Most people in Los Angeles who make it to adulthood without having to spend a year with heavy metalwork in their mouths aren’t too eager to try. Braces are painful enough when you’re a teenager. Past the age of 20, it’s hard to garner much respect from your peers — or yourself, for that matter — when you’re walking around with a Chevy grill fastened to your teeth.
The modern landscape of cosmetic dentistry has actually advanced a great deal from the days when braces were akin to industrial machinery. Even calling it cosmetic dentistry is something of a misnomer. Crooked teeth, for example, are harder to clean and accumulate more plaque, leading to various “real” oral hygiene issues. Even metal braces are smaller and more discreet than ever before. In many cases, they can be placed on the back of teeth.
Enter the un-seeable fixers
And metal, reliable though it is, is by no means the cutting edge of corrective dental-wear.
The current trend in adult orthodontic care is toward invisible braces. These kinds of braces don’t work for children with growing teeth, which is okay, because children will forget all about the embarrassment of their heavy metal days, anyways.

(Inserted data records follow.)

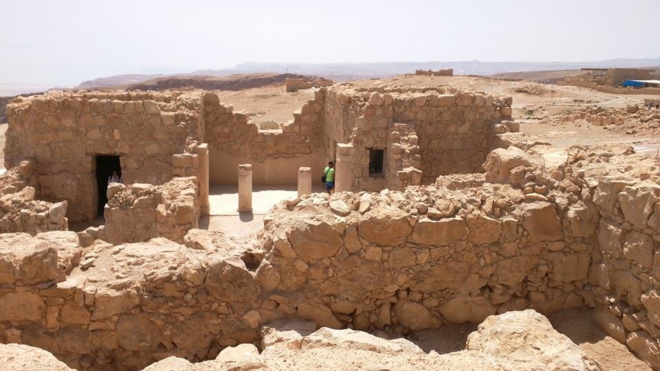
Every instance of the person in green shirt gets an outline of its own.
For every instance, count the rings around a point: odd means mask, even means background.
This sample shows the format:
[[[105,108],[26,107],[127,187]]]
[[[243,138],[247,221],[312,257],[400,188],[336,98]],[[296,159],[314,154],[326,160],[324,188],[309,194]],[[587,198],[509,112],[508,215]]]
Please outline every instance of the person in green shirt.
[[[335,192],[335,163],[330,161],[323,170],[323,179],[325,182],[325,192],[332,194]]]

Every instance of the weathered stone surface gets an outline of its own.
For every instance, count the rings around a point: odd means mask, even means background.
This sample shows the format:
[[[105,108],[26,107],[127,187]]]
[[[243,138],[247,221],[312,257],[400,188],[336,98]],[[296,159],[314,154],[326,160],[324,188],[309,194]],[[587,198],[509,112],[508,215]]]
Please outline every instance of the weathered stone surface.
[[[552,252],[548,254],[548,260],[553,267],[551,280],[564,282],[581,281],[588,274],[591,258],[586,254]]]
[[[465,348],[506,357],[528,370],[597,371],[600,367],[534,310],[487,318]]]
[[[564,236],[562,222],[557,216],[555,207],[547,202],[525,205],[522,227],[529,234],[531,242],[556,241]]]
[[[337,319],[328,307],[314,303],[302,303],[298,306],[298,316],[309,319],[319,326],[340,328],[342,322]]]
[[[605,330],[607,335],[617,339],[619,343],[626,344],[628,330],[623,321],[612,314],[607,308],[600,306],[593,313],[593,319]]]
[[[142,371],[172,371],[173,370],[182,369],[191,364],[190,361],[184,358],[170,356],[164,359],[161,359],[155,363],[151,363],[143,368]]]
[[[411,231],[407,216],[398,209],[369,212],[358,225],[360,236],[381,246],[396,246],[405,241]]]
[[[23,344],[0,344],[0,369],[71,371],[48,352]]]
[[[289,233],[289,242],[306,261],[333,256],[344,240],[332,226],[323,222],[300,222]]]
[[[326,327],[305,336],[302,339],[301,348],[313,349],[331,346],[347,350],[370,350],[380,354],[424,353],[419,347],[404,339],[386,340],[362,331],[349,328],[334,330]]]
[[[461,239],[465,232],[465,221],[460,218],[421,219],[415,225],[412,240],[421,245],[450,245]]]
[[[470,215],[468,217],[468,240],[475,244],[496,242],[502,229],[499,221],[484,215]]]
[[[259,350],[253,344],[239,344],[223,349],[215,360],[226,366],[248,361],[258,361]]]
[[[440,307],[440,313],[452,324],[478,324],[496,308],[485,297],[463,296],[452,299]]]
[[[285,346],[300,349],[302,337],[316,330],[316,324],[309,321],[280,321],[261,328],[261,348]]]
[[[34,293],[9,292],[0,296],[0,322],[38,321],[43,309],[43,300]]]
[[[413,330],[434,328],[441,324],[426,306],[414,302],[399,302],[394,307],[394,313],[400,324]]]
[[[514,146],[508,148],[497,148],[486,157],[483,168],[486,170],[486,180],[493,183],[505,181],[511,170],[516,166],[531,164],[529,156],[522,150]]]
[[[640,359],[654,369],[660,368],[660,347],[658,341],[646,331],[633,331],[628,334],[626,344]]]

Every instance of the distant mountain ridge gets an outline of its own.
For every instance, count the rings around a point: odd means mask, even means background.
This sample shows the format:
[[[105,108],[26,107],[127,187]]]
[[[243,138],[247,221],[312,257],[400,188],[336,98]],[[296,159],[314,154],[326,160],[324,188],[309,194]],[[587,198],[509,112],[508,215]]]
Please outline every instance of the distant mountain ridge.
[[[453,68],[456,75],[491,76],[505,72],[580,69],[582,67],[639,68],[660,65],[658,58],[617,58],[592,62],[383,62],[375,63],[269,63],[248,62],[232,69],[204,69],[188,74],[126,74],[85,81],[75,89],[95,89],[139,84],[162,77],[207,76],[224,77],[239,74],[298,74],[314,75],[337,82],[355,79],[385,78],[412,74],[415,69]]]

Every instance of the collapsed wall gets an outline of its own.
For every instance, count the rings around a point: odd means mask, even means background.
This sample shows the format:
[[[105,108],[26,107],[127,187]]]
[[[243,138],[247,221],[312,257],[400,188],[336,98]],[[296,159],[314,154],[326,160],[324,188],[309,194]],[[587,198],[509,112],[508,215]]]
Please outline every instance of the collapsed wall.
[[[68,228],[67,201],[38,200],[38,187],[34,165],[30,161],[0,174],[0,233],[34,235]]]
[[[174,178],[162,186],[111,184],[108,200],[105,224],[89,231],[91,240],[98,238],[116,245],[164,237],[182,243],[199,220],[199,189],[192,177]]]
[[[635,298],[652,308],[655,260],[646,271],[601,260],[601,201],[592,194],[616,187],[606,173],[657,181],[657,163],[578,150],[544,164],[536,150],[497,150],[485,174],[441,178],[441,186],[283,202],[252,242],[197,229],[184,245],[83,247],[74,232],[1,235],[0,341],[38,346],[79,369],[138,369],[170,355],[214,357],[289,317],[405,334],[526,308],[606,302],[626,322],[639,313],[626,310]],[[646,166],[639,174],[625,166],[635,161]],[[619,256],[635,262],[646,250],[631,243]],[[606,292],[594,280],[603,265],[613,282]],[[635,291],[631,277],[648,283]],[[636,320],[628,346],[660,367],[652,322]]]
[[[294,113],[281,130],[261,131],[244,112],[220,102],[217,95],[204,98],[204,141],[209,144],[212,184],[235,184],[237,166],[251,164],[256,184],[295,184],[298,169],[322,171],[320,133],[324,124],[324,91]]]
[[[120,156],[126,183],[162,183],[186,138],[201,137],[199,93],[50,92],[8,107],[5,167],[33,160],[37,196],[67,200],[72,221],[97,214],[96,158]]]
[[[334,154],[337,143],[355,148],[353,191],[481,171],[496,135],[514,130],[500,124],[511,117],[510,97],[438,88],[346,87],[326,95],[326,152]],[[373,150],[385,152],[382,172],[371,168]]]

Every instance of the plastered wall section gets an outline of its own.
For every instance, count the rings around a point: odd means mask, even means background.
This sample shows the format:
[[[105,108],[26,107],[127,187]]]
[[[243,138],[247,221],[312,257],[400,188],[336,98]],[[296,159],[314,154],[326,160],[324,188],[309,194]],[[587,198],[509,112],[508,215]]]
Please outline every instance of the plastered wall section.
[[[34,161],[38,196],[68,201],[72,221],[96,216],[96,156],[120,156],[126,183],[162,183],[172,156],[201,134],[199,94],[51,93],[8,106],[6,166]]]
[[[116,183],[108,191],[105,224],[98,237],[113,244],[164,237],[183,243],[199,220],[195,177],[175,177],[161,186]]]
[[[252,165],[255,184],[295,185],[298,169],[309,166],[320,175],[325,89],[305,103],[280,130],[260,131],[242,112],[220,103],[217,95],[204,96],[205,140],[209,144],[212,185],[236,184],[239,164]]]

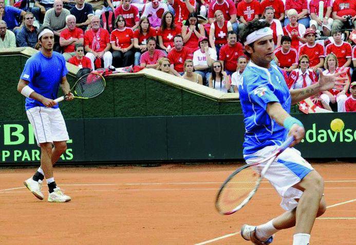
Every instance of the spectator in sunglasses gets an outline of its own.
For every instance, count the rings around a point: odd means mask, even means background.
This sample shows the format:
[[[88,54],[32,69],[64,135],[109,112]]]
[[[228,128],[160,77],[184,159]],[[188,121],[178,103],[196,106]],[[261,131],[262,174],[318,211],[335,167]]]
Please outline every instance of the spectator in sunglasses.
[[[27,12],[25,14],[22,27],[16,36],[18,47],[34,48],[36,45],[38,29],[33,26],[34,19],[33,14],[31,12]]]

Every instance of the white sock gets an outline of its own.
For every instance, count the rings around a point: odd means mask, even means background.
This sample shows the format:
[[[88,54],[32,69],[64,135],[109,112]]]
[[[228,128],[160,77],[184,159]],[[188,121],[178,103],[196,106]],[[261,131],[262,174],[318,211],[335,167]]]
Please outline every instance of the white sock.
[[[41,174],[42,174],[42,175],[44,176],[45,173],[43,173],[43,170],[42,170],[42,168],[41,168],[41,167],[39,167],[39,169],[37,169],[37,172]]]
[[[293,236],[293,245],[309,245],[310,235],[298,233]]]
[[[50,183],[54,182],[54,177],[50,178],[49,179],[47,179],[46,180],[47,181],[47,183],[49,184]]]
[[[267,240],[271,236],[279,231],[273,226],[273,219],[265,224],[257,225],[256,229],[256,236],[262,241]]]

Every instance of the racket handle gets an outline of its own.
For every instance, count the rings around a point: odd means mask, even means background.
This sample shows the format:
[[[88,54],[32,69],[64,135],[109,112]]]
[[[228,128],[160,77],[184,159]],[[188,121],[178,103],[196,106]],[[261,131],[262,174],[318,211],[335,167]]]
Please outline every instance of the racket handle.
[[[60,102],[61,101],[63,101],[64,100],[64,96],[61,96],[59,98],[58,98],[55,100],[53,100],[57,103]]]
[[[280,146],[279,146],[279,149],[281,151],[285,150],[286,148],[289,147],[290,144],[294,141],[294,137],[293,136],[289,136],[287,138],[287,140],[282,144]]]

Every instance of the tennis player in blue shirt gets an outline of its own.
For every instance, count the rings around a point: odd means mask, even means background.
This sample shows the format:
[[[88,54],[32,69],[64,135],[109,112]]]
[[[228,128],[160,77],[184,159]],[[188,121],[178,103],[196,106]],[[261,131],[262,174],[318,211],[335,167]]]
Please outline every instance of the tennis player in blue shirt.
[[[316,84],[289,91],[280,69],[272,62],[274,44],[269,24],[250,22],[240,37],[251,59],[238,91],[245,116],[243,155],[247,163],[252,163],[270,155],[288,135],[294,137],[292,146],[300,142],[305,131],[302,122],[290,115],[291,105],[327,90],[343,79],[336,78],[340,74],[327,77],[321,72]],[[264,166],[255,170],[260,171]],[[295,226],[293,244],[309,244],[315,219],[326,210],[323,178],[294,148],[281,154],[265,177],[282,197],[280,205],[286,212],[263,224],[243,225],[241,236],[254,244],[267,244],[279,230]]]
[[[26,114],[41,149],[41,166],[24,183],[36,197],[43,200],[44,196],[41,188],[45,177],[48,185],[48,201],[65,202],[70,201],[70,197],[57,186],[53,177],[52,165],[67,149],[66,141],[69,137],[61,110],[53,100],[57,98],[59,87],[65,94],[70,88],[66,77],[68,70],[64,58],[53,51],[54,38],[50,28],[39,31],[41,50],[26,62],[17,91],[26,97]],[[69,95],[67,100],[72,100],[73,95]]]

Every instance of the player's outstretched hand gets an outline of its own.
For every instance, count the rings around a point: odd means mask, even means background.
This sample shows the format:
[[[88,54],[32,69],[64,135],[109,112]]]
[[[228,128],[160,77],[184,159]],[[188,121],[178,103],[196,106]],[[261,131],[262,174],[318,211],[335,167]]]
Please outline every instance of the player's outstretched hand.
[[[73,95],[72,93],[69,93],[68,95],[67,95],[67,96],[66,96],[66,100],[73,100],[74,99],[74,95]]]
[[[318,69],[319,71],[319,89],[320,91],[326,91],[330,90],[334,87],[335,84],[338,84],[338,81],[344,81],[347,80],[347,77],[339,77],[345,72],[338,72],[332,75],[325,76],[323,74],[323,71],[321,69]]]
[[[299,143],[304,138],[305,135],[305,129],[303,127],[302,127],[297,124],[294,124],[288,133],[288,136],[293,136],[294,137],[294,141],[292,143],[290,147],[293,147],[297,144]]]
[[[42,102],[46,107],[51,107],[57,104],[57,102],[54,100],[46,98],[42,100]]]

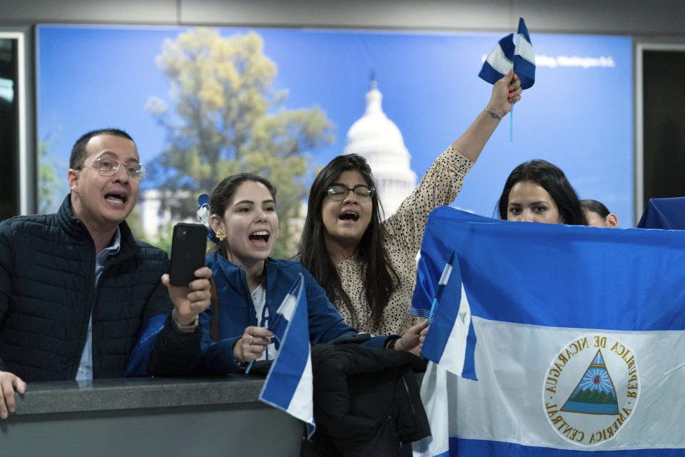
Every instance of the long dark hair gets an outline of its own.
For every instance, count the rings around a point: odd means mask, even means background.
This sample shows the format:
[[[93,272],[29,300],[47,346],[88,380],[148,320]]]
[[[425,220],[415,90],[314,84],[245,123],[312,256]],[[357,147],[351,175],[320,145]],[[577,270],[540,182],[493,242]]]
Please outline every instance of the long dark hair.
[[[504,189],[497,201],[499,219],[507,219],[509,194],[516,183],[532,181],[544,189],[554,201],[559,215],[564,224],[587,226],[585,211],[578,200],[578,194],[561,169],[549,162],[536,159],[517,166],[507,179]]]
[[[609,209],[607,209],[603,203],[597,201],[597,200],[592,200],[592,199],[581,200],[580,204],[582,205],[584,209],[597,213],[599,215],[599,217],[605,221],[607,220],[607,216],[611,214],[611,211],[609,211]]]
[[[298,256],[312,276],[326,291],[331,301],[340,298],[352,316],[353,326],[358,326],[359,316],[352,306],[350,297],[342,289],[342,283],[330,260],[326,248],[325,227],[321,216],[321,205],[326,198],[326,188],[335,182],[343,171],[354,170],[363,176],[369,186],[375,187],[371,168],[366,159],[357,154],[338,156],[326,165],[317,175],[309,193],[307,219],[298,246]],[[371,309],[373,324],[380,323],[387,301],[392,291],[399,286],[399,278],[392,267],[386,262],[383,248],[385,232],[380,225],[381,205],[377,193],[371,197],[371,221],[357,246],[357,253],[366,265],[364,279],[366,301]],[[394,280],[393,280],[394,278]]]
[[[209,214],[216,214],[219,216],[219,219],[223,220],[223,215],[226,212],[226,208],[233,199],[235,191],[240,184],[246,181],[253,181],[263,184],[269,190],[274,202],[275,202],[276,188],[271,184],[270,181],[252,173],[238,173],[228,178],[224,178],[212,191],[212,195],[209,198]],[[228,258],[228,239],[225,238],[223,241],[213,244],[209,251],[210,252],[218,251],[220,254]]]

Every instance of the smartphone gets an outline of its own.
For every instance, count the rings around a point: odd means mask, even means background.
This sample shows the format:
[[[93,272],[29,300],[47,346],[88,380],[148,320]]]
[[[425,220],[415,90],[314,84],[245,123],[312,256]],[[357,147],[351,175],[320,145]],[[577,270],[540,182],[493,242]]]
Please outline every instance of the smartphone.
[[[196,279],[195,271],[205,266],[207,228],[201,224],[179,222],[173,226],[169,282],[187,287]]]

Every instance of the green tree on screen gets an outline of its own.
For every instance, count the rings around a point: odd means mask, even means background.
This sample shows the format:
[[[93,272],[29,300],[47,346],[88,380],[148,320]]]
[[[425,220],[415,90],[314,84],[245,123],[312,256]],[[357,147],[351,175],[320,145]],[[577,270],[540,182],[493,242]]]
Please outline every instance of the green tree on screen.
[[[158,164],[162,189],[191,196],[163,202],[180,218],[192,217],[197,196],[239,172],[268,178],[278,189],[280,221],[273,255],[294,252],[299,236],[290,223],[300,216],[307,159],[303,155],[333,142],[333,127],[319,107],[288,110],[287,91],[275,91],[276,66],[255,33],[220,36],[198,29],[166,40],[157,66],[169,81],[168,107],[151,97],[148,109],[164,126],[167,145]]]

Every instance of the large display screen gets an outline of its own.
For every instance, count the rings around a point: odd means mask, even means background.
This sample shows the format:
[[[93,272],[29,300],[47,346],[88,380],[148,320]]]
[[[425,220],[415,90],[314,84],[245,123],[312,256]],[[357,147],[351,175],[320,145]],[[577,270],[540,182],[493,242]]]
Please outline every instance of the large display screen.
[[[156,212],[138,209],[148,237],[160,221],[191,217],[197,194],[239,169],[279,187],[283,225],[302,216],[317,169],[345,151],[372,75],[419,180],[485,107],[492,86],[478,73],[511,31],[41,26],[39,166],[54,171],[40,174],[41,210],[54,211],[68,191],[76,139],[118,127],[151,169],[141,203],[158,202]],[[454,206],[493,216],[512,169],[539,158],[563,169],[580,198],[602,201],[621,226],[631,226],[630,39],[532,33],[531,41],[535,84],[513,123],[501,123]]]

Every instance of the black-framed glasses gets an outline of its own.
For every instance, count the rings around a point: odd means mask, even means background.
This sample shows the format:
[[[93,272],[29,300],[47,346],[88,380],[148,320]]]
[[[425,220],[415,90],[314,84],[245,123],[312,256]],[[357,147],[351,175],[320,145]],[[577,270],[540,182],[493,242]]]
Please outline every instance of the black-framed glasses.
[[[121,162],[116,159],[108,157],[98,157],[92,164],[92,166],[98,170],[103,176],[113,176],[119,171]],[[124,169],[126,170],[126,174],[129,178],[133,179],[143,179],[145,178],[145,171],[146,170],[145,165],[133,162],[132,164],[124,164]],[[81,168],[83,168],[83,166]]]
[[[352,189],[345,186],[335,185],[326,188],[326,195],[330,197],[331,200],[340,201],[344,200],[350,191],[355,193],[360,201],[366,201],[373,196],[373,193],[375,192],[376,189],[372,186],[365,186],[364,184],[355,186]]]

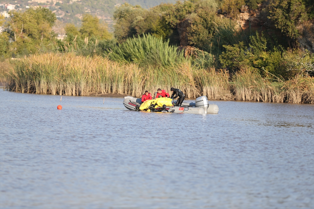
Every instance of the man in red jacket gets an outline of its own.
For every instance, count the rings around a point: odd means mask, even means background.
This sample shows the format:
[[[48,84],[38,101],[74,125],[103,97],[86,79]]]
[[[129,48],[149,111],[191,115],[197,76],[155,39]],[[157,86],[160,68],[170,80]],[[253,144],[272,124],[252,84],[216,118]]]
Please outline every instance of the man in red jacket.
[[[169,98],[170,97],[170,95],[165,90],[161,90],[161,89],[158,89],[157,90],[157,94],[156,95],[155,99],[159,97],[167,97]]]
[[[143,102],[146,100],[149,100],[150,99],[152,99],[152,95],[148,92],[148,91],[145,91],[145,93],[143,94],[143,96],[142,96],[142,102]]]

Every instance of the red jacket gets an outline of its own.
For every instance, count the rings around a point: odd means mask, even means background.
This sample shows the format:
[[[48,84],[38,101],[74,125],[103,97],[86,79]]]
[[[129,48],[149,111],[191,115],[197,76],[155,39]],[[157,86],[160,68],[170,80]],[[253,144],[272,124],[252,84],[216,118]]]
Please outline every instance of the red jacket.
[[[161,90],[161,93],[160,94],[159,93],[157,93],[157,94],[156,95],[156,98],[158,98],[159,97],[159,95],[161,95],[161,97],[168,97],[168,98],[170,97],[170,95],[169,95],[168,92],[166,91],[165,90]]]
[[[142,102],[143,102],[146,100],[149,100],[150,99],[152,99],[152,95],[150,94],[150,93],[149,92],[148,94],[147,95],[147,96],[145,94],[143,94],[143,96],[142,96]]]

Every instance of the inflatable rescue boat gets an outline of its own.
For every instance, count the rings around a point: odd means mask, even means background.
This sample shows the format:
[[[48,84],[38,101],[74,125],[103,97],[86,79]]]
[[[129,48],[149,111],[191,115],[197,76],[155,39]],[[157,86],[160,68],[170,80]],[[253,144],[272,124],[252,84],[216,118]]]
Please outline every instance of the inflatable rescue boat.
[[[197,98],[195,102],[182,102],[180,107],[175,106],[176,102],[170,98],[161,97],[142,103],[141,99],[127,96],[124,97],[123,104],[128,109],[135,111],[217,114],[219,110],[217,105],[208,103],[205,96]]]

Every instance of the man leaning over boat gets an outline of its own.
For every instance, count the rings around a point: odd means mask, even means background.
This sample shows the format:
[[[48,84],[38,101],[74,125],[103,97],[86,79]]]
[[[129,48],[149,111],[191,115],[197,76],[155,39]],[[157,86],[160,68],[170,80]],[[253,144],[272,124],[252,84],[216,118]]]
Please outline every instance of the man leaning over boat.
[[[178,107],[180,107],[183,102],[183,101],[184,100],[184,98],[185,98],[184,94],[179,89],[175,89],[173,87],[171,87],[171,88],[170,89],[170,91],[172,92],[172,95],[171,95],[171,99],[173,99],[177,97],[179,97],[178,100],[177,100],[176,104]],[[176,96],[174,97],[173,96],[175,95]]]

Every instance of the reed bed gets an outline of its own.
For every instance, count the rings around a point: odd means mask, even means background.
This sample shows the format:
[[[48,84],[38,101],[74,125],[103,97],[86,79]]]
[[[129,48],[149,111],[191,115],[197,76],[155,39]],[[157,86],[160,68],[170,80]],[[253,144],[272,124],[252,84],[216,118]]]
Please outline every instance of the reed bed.
[[[189,68],[187,70],[187,67]],[[84,96],[97,93],[141,96],[160,88],[180,88],[187,98],[200,95],[192,68],[188,62],[177,68],[159,68],[74,54],[33,55],[17,62],[8,74],[9,91],[22,93]]]
[[[314,78],[298,75],[286,81],[240,71],[230,81],[225,70],[204,70],[187,59],[175,66],[118,62],[74,54],[35,55],[17,60],[7,74],[7,90],[22,93],[84,96],[97,93],[140,97],[160,88],[182,90],[187,98],[314,104]]]

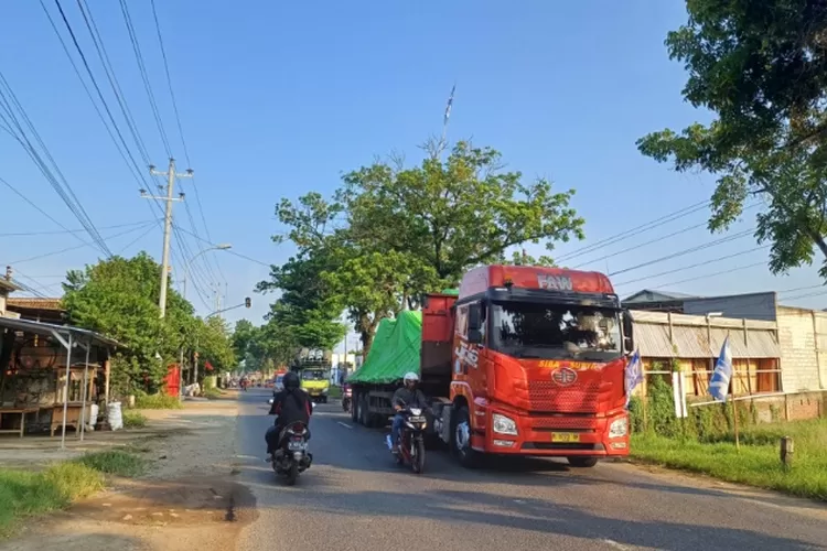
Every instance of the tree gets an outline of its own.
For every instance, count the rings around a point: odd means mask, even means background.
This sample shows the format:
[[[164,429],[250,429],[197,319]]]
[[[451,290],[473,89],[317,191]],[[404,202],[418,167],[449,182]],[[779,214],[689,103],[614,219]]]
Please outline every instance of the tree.
[[[420,165],[374,163],[344,177],[340,198],[357,239],[406,251],[430,287],[455,285],[470,267],[496,262],[527,242],[582,238],[582,218],[569,202],[573,190],[554,193],[551,182],[524,182],[502,170],[491,148],[459,142],[445,161]],[[421,287],[421,285],[420,285]]]
[[[582,237],[582,219],[568,206],[572,191],[523,183],[500,161],[490,148],[460,142],[444,163],[431,155],[410,169],[391,160],[351,172],[332,201],[318,193],[282,199],[276,213],[289,229],[275,240],[291,240],[299,255],[273,270],[269,284],[289,303],[291,288],[281,280],[303,259],[302,280],[325,296],[315,312],[332,321],[346,309],[367,354],[384,317],[455,285],[469,267],[504,261],[525,242],[551,249],[555,240]]]
[[[753,196],[770,269],[827,259],[827,4],[820,0],[689,0],[689,20],[666,39],[684,62],[684,97],[711,110],[710,125],[663,130],[637,142],[678,172],[717,177],[709,229],[737,220]],[[821,276],[827,277],[827,264]]]
[[[116,256],[69,271],[63,285],[63,305],[71,323],[125,346],[112,363],[116,390],[125,393],[139,387],[157,389],[167,366],[178,361],[182,348],[193,349],[195,343],[208,350],[206,358],[212,363],[233,363],[227,349],[222,349],[226,336],[194,317],[192,304],[172,289],[167,294],[167,315],[160,317],[160,270],[146,252],[131,259]]]

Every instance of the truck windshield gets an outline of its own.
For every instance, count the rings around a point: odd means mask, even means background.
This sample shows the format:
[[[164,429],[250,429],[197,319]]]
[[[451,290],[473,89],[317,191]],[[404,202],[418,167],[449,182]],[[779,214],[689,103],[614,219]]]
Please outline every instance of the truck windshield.
[[[491,306],[490,345],[518,358],[608,361],[621,353],[617,311],[569,304]]]

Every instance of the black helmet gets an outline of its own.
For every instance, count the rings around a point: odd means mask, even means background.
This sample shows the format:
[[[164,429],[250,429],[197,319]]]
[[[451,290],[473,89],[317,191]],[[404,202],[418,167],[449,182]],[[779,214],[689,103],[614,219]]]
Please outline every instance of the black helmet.
[[[299,380],[298,375],[296,375],[292,371],[289,371],[284,374],[283,383],[284,383],[284,388],[299,388],[299,386],[301,385],[301,381]]]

Molded using synthetic plastics, invisible braces work similar to regular braces, minus the braces part. They’re transparent, and made to fit snug over your teeth. You take them off when you’re eating, brushing, and flossing, but apart from that, you wear them all day, comfortably, and without drawing stares from people worried that you’re a robot.
What’s the difference?
Not everyone in Los Angeles who wants invisible braces is necessarily qualified for them. Typically, people with certain types of teeth misalignment and severe structural problems will be better served by traditional metal braces. But for roughly 50% of patients – those with slight to mildly crooked teeth — studies using invisible braces have shown promising results.
The first plastic mold will be fitted at the onset of treatment. Then, periodically, as the teeth adjust to the new shape, new molds will be fitted. And so on, until the desired result is achieved.
In principle, the process is the same as getting metal braces tightened. In practice, it tends to be more gradual and, accordingly, more comfortable.
Feel is one of the advantages of invisible braces, the other main one being, of course, that they are invisible. Patients can also expect to do without the problems sometimes associated with the metalwork itself. Competitive athletes, for example, don’t have to worry about getting a wire lodged in their cheek from some incidental contact.